A single flat sitemap breaks down past ~a few thousand URLs. Use a **sitemap index → leaf `urlset`s**, split by content type:

```
/sitemap.xml                 (index — points ONLY to leaf urlset files)
  ├─ /page-sitemap.xml       (static pages)
  ├─ /tool-sitemap.xml       (one urlset, ≤50k URLs / ≤50MB each)
  ├─ /compare-sitemap.xml
  ├─ /category-sitemap.xml
  └─ /blog-sitemap.xml
```

Hard rules (each maps to a launch-gotcha):
- **Index points to leaf `urlset`s, never to another index.** Nested indexes get rejected. (*Sitemap-nested-index-errors*.)
- **Every `<loc>` is non-empty and resolves to a 200.** Validate at generation; reject publishing a row with an empty slug. (*Empty-loc-from-missing-slugs*.)
- **Split leaves by type and keep each ≤50,000 URLs / ≤50MB.** Per-type leaves also let you watch indexation *by template* in the console.
- **Only include indexable URLs.** A `noindex` page in the sitemap sends mixed signals — keep gated pages out of the sitemap until they pass the value floor.

## Slug discipline

At scale, slugs are generated, so the rule must be enforced in code:
- lowercase, kebab-case, no IDs, descriptive, stable.
- **Stable forever** — a slug that changes after indexing creates a redirect + lost equity per page, times N. Lock the slug-generation function before launch.
- Reject empty/duplicate slugs at publish time. Collisions in a generated set are silent and common.
- Pick the trailing-slash policy once and bake it into the generator AND every internal href the template emits — not just the redirect rule. (*Trailing-slash-internal-hrefs*.)

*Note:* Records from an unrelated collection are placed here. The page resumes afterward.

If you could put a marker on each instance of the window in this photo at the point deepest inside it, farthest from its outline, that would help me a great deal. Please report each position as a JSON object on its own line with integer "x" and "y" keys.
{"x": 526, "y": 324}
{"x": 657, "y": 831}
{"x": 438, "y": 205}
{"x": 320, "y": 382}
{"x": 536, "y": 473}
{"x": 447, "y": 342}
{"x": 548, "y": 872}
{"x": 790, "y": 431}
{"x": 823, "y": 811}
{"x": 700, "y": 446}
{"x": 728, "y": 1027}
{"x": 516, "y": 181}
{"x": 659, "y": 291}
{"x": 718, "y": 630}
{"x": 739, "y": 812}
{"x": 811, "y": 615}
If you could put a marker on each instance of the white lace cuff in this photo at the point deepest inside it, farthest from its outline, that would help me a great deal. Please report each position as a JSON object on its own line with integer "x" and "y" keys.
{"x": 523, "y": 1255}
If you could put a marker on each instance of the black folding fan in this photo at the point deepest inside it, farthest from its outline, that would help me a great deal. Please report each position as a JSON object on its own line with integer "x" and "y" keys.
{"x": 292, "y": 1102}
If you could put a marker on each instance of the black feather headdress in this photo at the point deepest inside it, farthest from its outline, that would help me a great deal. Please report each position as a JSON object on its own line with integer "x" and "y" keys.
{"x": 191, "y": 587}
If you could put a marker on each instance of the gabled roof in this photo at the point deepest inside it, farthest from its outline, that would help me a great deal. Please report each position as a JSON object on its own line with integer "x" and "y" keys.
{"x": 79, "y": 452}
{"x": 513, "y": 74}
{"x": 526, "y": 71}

## Indexation ramp — expectations at scale

New or young domains ration crawl budget; a large page set indexes on a **6–12 week ramp**, not at launch. (*Indexation-patience-curve*.)
- Track **indexation rate by template type** (per-type sitemaps make this possible), and track the **trajectory**, not the launch-week absolute.
- Rough mental model for a young domain: ~30–40% indexed early, ~50–70% by ~6 weeks — adjust to the site's authority. A low week-1 number that's on-curve is not an emergency.
- **Help the crawler:** keep every important page ≤3 clicks from home via hub/category pages; submit per-type sitemaps; ensure internal linking surfaces deep pages (templated related-content slots). Orphan pages in a 15k set will simply never index.
- **Phase the rollout if the set is huge.** Releasing 15k pages at once on a young domain can overwhelm crawl budget and dilute quality signal. Consider launching the highest-value slice first, proving indexation + ranking, then expanding.

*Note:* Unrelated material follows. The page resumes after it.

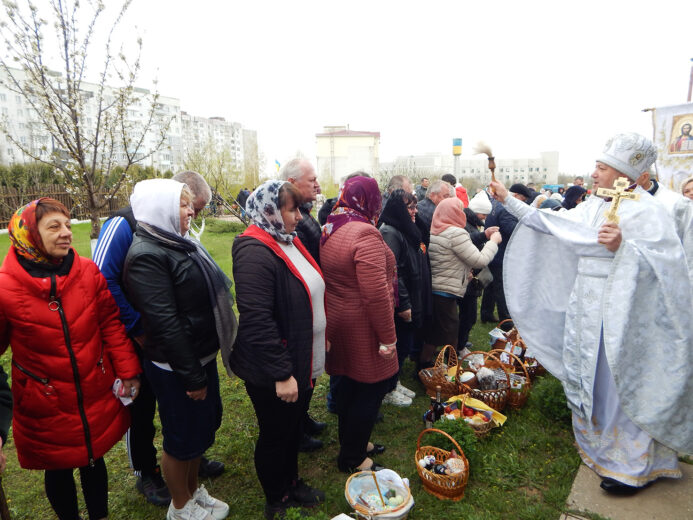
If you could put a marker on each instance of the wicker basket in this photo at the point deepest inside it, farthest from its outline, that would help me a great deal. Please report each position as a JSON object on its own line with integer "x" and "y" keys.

## Internal linking for generated sets

Templated pages create orphans by default. The template must emit intentional links:
- Each generated page links **up** (to its category/hub) and **across** (to related rows — same category, comparison counterparts).
- Hub/category pages link **down** to their members.
- Avoid linking every page to every page (link-equity noise); link by genuine relatedness.

## Audit checklist for an existing pSEO set

1. Indexation rate by template type (console Pages report + per-type sitemaps).
2. Near-duplicate clusters (crawl + content-similarity).
3. Pages below the value floor that are currently `index` (should be `noindex` until improved).
4. Orphans (>3 clicks from home, or zero internal inbound links).
5. Empty `<loc>` / empty-slug rows in sitemaps.
6. Thin empty-states (categories/comparisons with no real data) that are indexed.
7. Crawl-budget waste: redirect-hop internal hrefs, 404/410 ghosts, parameter explosions.

## Routing

For the SEO mechanics underneath (schema, internal-linking execution, on-page checks), delegate to `searchfit-seo:*` when installed. This skill owns the **at-scale quality + indexation policy**; the specialist skills own the per-page craft. Always run a pSEO launch under the `web-launch` spine and its sign-off gate.